UK & World News
Ukraine Forces Seize Rebel-Held City Hall
Ukrainian forces have withdrawn from Mariupol city hall after a night of heavy fighting saw them recapture the rebel-held building.
Ukraine's Channel 5 television said earlier that the National Guard had seized the building, forcing pro-Russian rebels on to the streets.
But, according to witnesses, the soldiers made no attempt to hold on to it and pulled out after smashing furniture and office equipment.
It comes as Russian President Vladimir Putin urged separatists in southeast Ukraine to postpone a May 11 referendum on autonomy.
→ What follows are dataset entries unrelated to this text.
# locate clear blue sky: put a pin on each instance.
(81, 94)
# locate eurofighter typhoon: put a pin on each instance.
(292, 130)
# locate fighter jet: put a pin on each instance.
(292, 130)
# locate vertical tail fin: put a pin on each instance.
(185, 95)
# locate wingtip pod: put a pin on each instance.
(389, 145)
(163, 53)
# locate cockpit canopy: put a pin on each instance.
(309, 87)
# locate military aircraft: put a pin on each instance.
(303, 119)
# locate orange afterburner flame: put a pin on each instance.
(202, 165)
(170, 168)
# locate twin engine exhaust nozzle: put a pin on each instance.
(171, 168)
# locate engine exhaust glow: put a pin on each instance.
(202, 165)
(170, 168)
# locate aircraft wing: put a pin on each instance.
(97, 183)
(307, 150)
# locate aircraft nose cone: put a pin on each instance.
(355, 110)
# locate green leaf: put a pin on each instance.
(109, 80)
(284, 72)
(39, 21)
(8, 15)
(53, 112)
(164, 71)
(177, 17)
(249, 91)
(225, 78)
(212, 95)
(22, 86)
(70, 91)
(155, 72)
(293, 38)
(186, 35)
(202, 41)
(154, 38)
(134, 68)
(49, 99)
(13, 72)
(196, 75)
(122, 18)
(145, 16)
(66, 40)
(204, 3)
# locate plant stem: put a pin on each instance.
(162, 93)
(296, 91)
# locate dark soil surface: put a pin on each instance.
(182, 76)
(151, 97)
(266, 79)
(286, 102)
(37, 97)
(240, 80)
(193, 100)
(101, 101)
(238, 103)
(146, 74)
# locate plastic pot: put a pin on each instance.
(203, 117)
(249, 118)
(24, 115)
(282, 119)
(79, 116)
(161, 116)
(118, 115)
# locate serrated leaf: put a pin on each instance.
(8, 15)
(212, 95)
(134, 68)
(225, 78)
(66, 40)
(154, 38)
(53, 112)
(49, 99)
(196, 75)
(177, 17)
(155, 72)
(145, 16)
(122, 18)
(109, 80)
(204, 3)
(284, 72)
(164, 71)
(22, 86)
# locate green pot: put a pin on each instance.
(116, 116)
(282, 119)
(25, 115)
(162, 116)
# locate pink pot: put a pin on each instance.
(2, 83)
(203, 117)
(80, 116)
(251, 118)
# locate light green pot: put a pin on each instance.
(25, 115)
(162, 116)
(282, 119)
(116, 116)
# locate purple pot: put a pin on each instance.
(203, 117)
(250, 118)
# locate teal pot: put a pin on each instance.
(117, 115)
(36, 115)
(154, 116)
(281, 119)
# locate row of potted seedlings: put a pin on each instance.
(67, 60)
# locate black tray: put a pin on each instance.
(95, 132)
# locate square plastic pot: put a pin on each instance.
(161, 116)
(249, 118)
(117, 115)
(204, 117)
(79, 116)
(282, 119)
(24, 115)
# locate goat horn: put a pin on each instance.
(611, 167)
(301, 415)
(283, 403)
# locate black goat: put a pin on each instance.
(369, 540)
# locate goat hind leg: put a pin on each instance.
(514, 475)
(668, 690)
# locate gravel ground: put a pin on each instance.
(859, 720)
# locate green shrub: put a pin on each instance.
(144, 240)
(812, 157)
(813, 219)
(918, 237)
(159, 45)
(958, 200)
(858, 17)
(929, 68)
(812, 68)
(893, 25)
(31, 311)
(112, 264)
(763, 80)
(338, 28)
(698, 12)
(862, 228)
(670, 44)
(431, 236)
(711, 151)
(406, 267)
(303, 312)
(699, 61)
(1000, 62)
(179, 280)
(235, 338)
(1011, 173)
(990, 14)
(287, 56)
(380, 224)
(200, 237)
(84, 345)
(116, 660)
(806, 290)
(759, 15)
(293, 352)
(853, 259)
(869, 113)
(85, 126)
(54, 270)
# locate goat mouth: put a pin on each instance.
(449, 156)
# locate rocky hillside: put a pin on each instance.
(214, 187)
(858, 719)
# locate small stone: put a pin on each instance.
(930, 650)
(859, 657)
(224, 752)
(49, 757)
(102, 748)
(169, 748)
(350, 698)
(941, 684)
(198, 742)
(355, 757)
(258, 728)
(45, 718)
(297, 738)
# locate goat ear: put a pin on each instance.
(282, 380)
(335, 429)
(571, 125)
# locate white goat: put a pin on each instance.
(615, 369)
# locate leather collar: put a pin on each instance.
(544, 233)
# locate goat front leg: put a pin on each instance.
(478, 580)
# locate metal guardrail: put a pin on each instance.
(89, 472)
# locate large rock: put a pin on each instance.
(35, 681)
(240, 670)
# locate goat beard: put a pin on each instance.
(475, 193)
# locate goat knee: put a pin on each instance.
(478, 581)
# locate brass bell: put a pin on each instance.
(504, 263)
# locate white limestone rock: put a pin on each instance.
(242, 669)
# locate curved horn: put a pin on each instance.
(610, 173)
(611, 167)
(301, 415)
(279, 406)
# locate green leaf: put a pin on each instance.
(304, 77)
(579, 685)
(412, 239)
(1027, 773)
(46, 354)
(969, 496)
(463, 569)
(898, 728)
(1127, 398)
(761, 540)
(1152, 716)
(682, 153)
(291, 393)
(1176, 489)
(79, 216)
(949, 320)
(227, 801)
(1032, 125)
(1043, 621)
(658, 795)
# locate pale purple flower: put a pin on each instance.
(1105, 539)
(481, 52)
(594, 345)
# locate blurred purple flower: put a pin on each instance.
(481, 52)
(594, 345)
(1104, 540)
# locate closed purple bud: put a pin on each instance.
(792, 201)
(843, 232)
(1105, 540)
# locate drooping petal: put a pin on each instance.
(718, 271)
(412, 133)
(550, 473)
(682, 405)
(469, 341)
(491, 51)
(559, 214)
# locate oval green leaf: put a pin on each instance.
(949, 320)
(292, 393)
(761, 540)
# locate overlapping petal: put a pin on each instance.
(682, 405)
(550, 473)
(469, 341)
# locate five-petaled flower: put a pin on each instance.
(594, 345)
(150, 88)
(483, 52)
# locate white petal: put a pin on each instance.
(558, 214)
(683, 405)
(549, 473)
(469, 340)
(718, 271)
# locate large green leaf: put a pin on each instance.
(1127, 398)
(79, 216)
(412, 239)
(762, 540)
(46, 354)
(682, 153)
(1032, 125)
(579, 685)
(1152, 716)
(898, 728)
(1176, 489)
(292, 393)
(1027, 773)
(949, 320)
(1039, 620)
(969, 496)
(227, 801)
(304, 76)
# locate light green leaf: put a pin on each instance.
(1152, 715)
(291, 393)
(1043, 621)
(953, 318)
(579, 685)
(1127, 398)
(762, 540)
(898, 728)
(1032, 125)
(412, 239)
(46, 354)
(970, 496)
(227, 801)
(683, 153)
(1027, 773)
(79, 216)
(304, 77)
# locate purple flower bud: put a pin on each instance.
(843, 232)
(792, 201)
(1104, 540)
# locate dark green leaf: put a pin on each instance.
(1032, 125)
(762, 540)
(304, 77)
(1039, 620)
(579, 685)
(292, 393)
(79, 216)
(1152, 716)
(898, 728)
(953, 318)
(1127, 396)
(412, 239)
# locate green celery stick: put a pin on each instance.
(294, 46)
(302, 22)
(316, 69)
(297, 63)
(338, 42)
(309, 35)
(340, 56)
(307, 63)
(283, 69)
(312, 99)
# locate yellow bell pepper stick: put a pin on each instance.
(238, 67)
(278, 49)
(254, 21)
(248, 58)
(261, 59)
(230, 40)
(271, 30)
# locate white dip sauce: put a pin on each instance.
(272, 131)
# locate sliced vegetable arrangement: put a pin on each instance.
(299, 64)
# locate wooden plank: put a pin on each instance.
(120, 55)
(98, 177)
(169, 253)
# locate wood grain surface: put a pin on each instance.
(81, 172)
Foreign Secretary William Hague, who is holding talks in Kiev with the country's leaders, had told Sky News the referendum was an attempt to "disrupt" the elections being held in Ukraine on May 25.
"This will not be a referendum organised on a basis that most of the population can take part in it, so this is really an attempt to disrupt the elections," he said.
"It's very important those elections go ahead (and) that we give international support to that.
"The people here have a right to choose their own government and their own president.
"This should be a successful democracy, and our interest is in it being a democracy where they make their own choices."
Separatists in Ukraine's eastern Donetsk region told the Reuters news agency they would consider Mr Putin's request at a meeting on Thursday.
US Secretary of State John Kerry had claimed the referendum this weekend was a fresh bid by Moscow to annex more territory.
"This is really the Crimea playbook all over again, and no civilised nation is going to recognise the results of such a bogus effort," he said.
"We flatly reject this illegal effort to further divide Ukraine."
Nato's top military commander has said it may deploy troops permanently in parts of Eastern Europe due to the increased tensions between Russia and Ukraine.
US Air Force General Philip Breedlove said: "I think this is something we will have to consider and we will tee this up for discussion through the leaderships of our nations to see where that leads.
"We need to look at our responsiveness, our readiness and then our positioning of forces to be able to address this new paradigm that we have seen demonstrated in Crimea and now on the eastern border of Ukraine."
Nato currently has a number of short-term army, air force and naval rotations in Eastern Europe until the end of this year.
Russian President Vladimir Putin has 40,000 troops on the border with Ukraine but has so far held off ordering an invasion to "protect" the Russian-speaking population.
In a financial boost, Ukraine's central bank says it has received aid worth $3.19bn from the International Monetary Fund - the first instalment of an overall IMF package of $17bn.
Kiev is expected to use the money to pay an outstanding debt to Russia's state-owned gas firm Gazprom, which has threatened to turn off the taps if it does not receive pre-payments this month.